It was fair when Microsoft started the anti-Google ‘Scroogled’ campaign to spread around the word about what happens to your online privacy and data if you use Google products like Chrome, Gmail, G-Chat, Google+ and Google Search. But, Microsoft really crossed the line when they started selling Scroogled Merchandise – in its own official Microsoft Store – and earning though bad advertising of Google.
These Anti-Google products are readily available on the Microsoft Store and majorly include t-shirts, caps and mugs with puns against Google products and signs of being Scroogled. The product description clearly defines Google as a spider and its products as the spider web.

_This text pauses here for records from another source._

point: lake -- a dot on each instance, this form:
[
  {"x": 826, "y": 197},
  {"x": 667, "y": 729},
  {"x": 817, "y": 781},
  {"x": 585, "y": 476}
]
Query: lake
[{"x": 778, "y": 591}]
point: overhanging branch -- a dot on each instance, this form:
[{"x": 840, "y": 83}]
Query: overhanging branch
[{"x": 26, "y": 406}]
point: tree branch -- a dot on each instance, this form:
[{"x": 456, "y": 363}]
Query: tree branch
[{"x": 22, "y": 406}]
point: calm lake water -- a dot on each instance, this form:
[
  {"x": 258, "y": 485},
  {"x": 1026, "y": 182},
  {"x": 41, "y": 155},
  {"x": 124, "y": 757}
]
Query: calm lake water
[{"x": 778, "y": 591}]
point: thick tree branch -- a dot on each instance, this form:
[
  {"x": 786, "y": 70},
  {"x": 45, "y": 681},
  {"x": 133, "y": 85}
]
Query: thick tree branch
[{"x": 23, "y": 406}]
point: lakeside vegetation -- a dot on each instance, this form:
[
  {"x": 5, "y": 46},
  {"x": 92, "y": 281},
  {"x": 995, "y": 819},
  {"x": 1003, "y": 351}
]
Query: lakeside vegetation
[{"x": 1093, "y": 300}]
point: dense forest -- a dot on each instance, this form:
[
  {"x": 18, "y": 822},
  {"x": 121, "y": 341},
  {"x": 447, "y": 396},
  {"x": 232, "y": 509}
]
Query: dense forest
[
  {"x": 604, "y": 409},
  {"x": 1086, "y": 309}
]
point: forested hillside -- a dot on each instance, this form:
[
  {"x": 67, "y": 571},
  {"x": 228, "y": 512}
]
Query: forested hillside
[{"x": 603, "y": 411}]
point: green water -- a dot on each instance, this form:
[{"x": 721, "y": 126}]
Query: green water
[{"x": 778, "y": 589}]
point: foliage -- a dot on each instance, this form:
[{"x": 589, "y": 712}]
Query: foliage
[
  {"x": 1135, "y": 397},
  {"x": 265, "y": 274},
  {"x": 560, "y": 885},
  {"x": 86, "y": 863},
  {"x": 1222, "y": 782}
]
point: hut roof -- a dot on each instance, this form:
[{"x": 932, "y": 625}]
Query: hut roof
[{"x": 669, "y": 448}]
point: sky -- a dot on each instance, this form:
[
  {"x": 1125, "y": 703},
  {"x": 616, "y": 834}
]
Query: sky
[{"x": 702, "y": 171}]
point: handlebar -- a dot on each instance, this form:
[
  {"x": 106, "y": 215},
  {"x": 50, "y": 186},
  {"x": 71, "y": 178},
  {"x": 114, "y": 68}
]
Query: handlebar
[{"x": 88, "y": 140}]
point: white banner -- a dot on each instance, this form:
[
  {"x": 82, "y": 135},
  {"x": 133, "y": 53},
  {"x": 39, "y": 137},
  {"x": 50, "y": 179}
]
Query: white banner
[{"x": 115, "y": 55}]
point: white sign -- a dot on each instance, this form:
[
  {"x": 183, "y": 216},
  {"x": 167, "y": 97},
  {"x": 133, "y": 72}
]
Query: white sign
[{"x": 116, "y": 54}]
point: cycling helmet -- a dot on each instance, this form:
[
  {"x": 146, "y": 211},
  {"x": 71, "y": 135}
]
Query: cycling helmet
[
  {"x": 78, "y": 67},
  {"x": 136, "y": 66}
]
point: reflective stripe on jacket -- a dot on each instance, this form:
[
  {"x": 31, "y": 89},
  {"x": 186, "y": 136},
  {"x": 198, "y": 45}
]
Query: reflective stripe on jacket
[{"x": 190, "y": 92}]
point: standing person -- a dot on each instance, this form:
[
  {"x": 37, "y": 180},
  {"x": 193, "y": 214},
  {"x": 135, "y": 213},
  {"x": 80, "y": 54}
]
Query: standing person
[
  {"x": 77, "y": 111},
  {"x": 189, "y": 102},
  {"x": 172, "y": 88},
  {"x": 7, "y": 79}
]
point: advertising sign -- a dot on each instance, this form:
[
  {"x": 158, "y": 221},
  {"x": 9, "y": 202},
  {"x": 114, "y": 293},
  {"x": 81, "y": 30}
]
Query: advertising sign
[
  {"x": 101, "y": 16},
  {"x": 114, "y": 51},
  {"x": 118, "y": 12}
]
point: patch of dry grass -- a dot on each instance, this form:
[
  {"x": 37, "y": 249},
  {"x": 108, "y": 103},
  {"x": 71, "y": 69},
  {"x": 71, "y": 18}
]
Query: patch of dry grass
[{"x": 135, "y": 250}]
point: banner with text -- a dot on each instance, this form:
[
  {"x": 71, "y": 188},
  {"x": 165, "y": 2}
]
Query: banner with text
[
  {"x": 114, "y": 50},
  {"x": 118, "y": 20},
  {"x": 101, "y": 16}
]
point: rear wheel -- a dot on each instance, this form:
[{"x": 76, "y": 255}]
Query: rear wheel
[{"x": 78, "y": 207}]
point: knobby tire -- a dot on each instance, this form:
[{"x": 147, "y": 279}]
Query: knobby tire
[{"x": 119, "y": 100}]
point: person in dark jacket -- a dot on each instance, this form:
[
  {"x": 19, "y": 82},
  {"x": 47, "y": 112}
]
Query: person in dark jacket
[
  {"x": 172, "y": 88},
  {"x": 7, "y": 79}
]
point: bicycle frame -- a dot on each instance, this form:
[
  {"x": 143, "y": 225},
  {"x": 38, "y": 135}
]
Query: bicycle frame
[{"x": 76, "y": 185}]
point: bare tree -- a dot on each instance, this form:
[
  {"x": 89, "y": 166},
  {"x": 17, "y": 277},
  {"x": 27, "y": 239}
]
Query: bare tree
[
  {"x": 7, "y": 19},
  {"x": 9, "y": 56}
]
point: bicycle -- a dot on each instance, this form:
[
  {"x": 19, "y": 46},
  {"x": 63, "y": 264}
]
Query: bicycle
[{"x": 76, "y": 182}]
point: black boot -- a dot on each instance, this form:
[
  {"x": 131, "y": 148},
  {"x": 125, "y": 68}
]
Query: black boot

Further, Microsoft goes ahead to describe a Google user, a fly, who gets trapped and knows what happens next.
Well, Microsoft sure has taken its Scroogled campaign to another level, but will this campaign really boost up the number of Bing users? Microsoft said that unlike Google search results, which are sold and highly biased, search results produced by its search engine, Bing are completely honest. Whatever, the facts be, Microsoft cannot justify its honesty by selling Anti-Google Products. While it would have been completely acceptable if some private persons were making or marketing these products, a company like Microsoft seeling such products, just doesn’t jell!
Honestly, being a Windows and a Bing fan myself, I don’t support these products. But, if you do, have a look at the Microsoft Store, where the Scroogled T-shorts cost $12 each, the mugs $8 (which are sold out by the way) and the hats cost $15 each. The gray hoodie saying “Don’t get Scroogled” costs the highest at $26. Its product description reads that the hoodie will keep you warm, while you show the world that you are done being Scroogled and letting Google make money out of your digital life!
So on, so forth, not just scroogled, other terminologies developed by Microsoft in the Google undermining process include humbugged, gulled, duped, hoodwinged, hornswoggled and much more.